Each AI model was trained differently. Kling responds to comma-separated descriptors and rewards camera movement first. Runway prefers evocative, period-separated sentences. Veo wants director-style instructions. Seedance anchors the subject in the first 20 words. Using the wrong format on any platform reduces quality significantly — that's why CinePrompt builds and translates platform-specifically.
What's the best platform for beginners?
Start with Kling 3.0 — it's the most forgiving with prompts and produces high-quality photorealistic video. Runway Gen-4.5 is excellent for stylized or VFX-heavy work. Veo 3.1 is best for physics-accurate motion and native audio. Try all three with the Translate tool to compare results from the same prompt.
How do I maintain consistency across sessions?

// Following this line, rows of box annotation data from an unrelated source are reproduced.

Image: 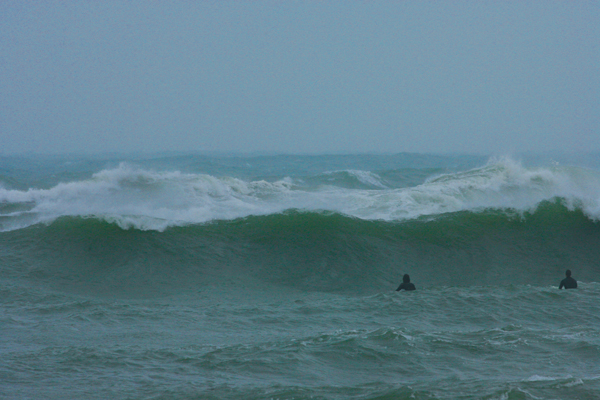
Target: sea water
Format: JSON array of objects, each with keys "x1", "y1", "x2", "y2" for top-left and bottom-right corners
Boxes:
[{"x1": 0, "y1": 154, "x2": 600, "y2": 399}]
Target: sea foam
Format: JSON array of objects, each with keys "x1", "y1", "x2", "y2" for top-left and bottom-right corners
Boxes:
[{"x1": 0, "y1": 158, "x2": 600, "y2": 231}]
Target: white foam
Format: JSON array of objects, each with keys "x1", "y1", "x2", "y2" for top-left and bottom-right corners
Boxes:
[{"x1": 0, "y1": 159, "x2": 600, "y2": 230}]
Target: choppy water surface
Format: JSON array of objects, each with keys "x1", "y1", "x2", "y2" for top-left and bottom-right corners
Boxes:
[{"x1": 0, "y1": 154, "x2": 600, "y2": 399}]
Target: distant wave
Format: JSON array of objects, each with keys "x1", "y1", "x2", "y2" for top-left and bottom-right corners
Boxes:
[{"x1": 0, "y1": 158, "x2": 600, "y2": 231}]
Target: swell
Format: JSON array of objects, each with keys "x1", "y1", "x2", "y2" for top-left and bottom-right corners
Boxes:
[{"x1": 0, "y1": 199, "x2": 600, "y2": 296}]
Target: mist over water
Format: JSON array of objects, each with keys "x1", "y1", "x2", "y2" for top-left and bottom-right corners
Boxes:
[{"x1": 0, "y1": 154, "x2": 600, "y2": 399}]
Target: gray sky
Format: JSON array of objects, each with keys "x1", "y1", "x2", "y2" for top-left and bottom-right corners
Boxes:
[{"x1": 0, "y1": 1, "x2": 600, "y2": 154}]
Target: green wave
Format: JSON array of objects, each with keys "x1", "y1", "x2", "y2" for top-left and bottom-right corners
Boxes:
[{"x1": 0, "y1": 200, "x2": 600, "y2": 296}]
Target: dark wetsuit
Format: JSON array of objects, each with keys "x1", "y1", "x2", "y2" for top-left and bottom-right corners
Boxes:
[
  {"x1": 396, "y1": 282, "x2": 417, "y2": 292},
  {"x1": 558, "y1": 276, "x2": 577, "y2": 289}
]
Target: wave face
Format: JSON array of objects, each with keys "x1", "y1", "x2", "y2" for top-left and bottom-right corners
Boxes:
[
  {"x1": 0, "y1": 154, "x2": 600, "y2": 400},
  {"x1": 0, "y1": 159, "x2": 600, "y2": 231},
  {"x1": 0, "y1": 155, "x2": 600, "y2": 294}
]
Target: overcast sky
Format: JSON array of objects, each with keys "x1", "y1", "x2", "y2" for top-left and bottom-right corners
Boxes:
[{"x1": 0, "y1": 0, "x2": 600, "y2": 154}]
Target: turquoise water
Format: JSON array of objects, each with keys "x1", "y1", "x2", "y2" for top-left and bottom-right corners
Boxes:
[{"x1": 0, "y1": 154, "x2": 600, "y2": 399}]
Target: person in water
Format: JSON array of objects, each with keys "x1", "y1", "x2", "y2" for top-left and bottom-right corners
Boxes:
[
  {"x1": 558, "y1": 269, "x2": 577, "y2": 289},
  {"x1": 396, "y1": 274, "x2": 417, "y2": 292}
]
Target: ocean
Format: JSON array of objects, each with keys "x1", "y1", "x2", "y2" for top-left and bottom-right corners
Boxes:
[{"x1": 0, "y1": 153, "x2": 600, "y2": 400}]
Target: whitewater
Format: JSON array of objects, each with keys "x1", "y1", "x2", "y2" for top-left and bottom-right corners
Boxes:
[{"x1": 0, "y1": 154, "x2": 600, "y2": 399}]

Download the Reference Card from Consistency Keeper after every project. It contains your full Visual DNA lock — subject description, style settings, and platform IDs. Paste it back into the Anchor field in any future session to pick up exactly where you left off.
Can I skip FrameDNA?
Absolutely. FrameDNA is a starting point accelerator. If you know your visual style well, go straight to CinePrompt and describe your scene. FrameDNA is most useful when you have a reference image and want to extract its cinematography DNA rather than describe it from scratch.
Does Character Sheet Builder need to be part of the workflow?
Not for every project. It should be treated as an optional support tool for character-led work, especially when you need a repeatable turnaround sheet and stronger prompt guidance for missing views. For environment-only, abstract, or one-off shots, you can skip it.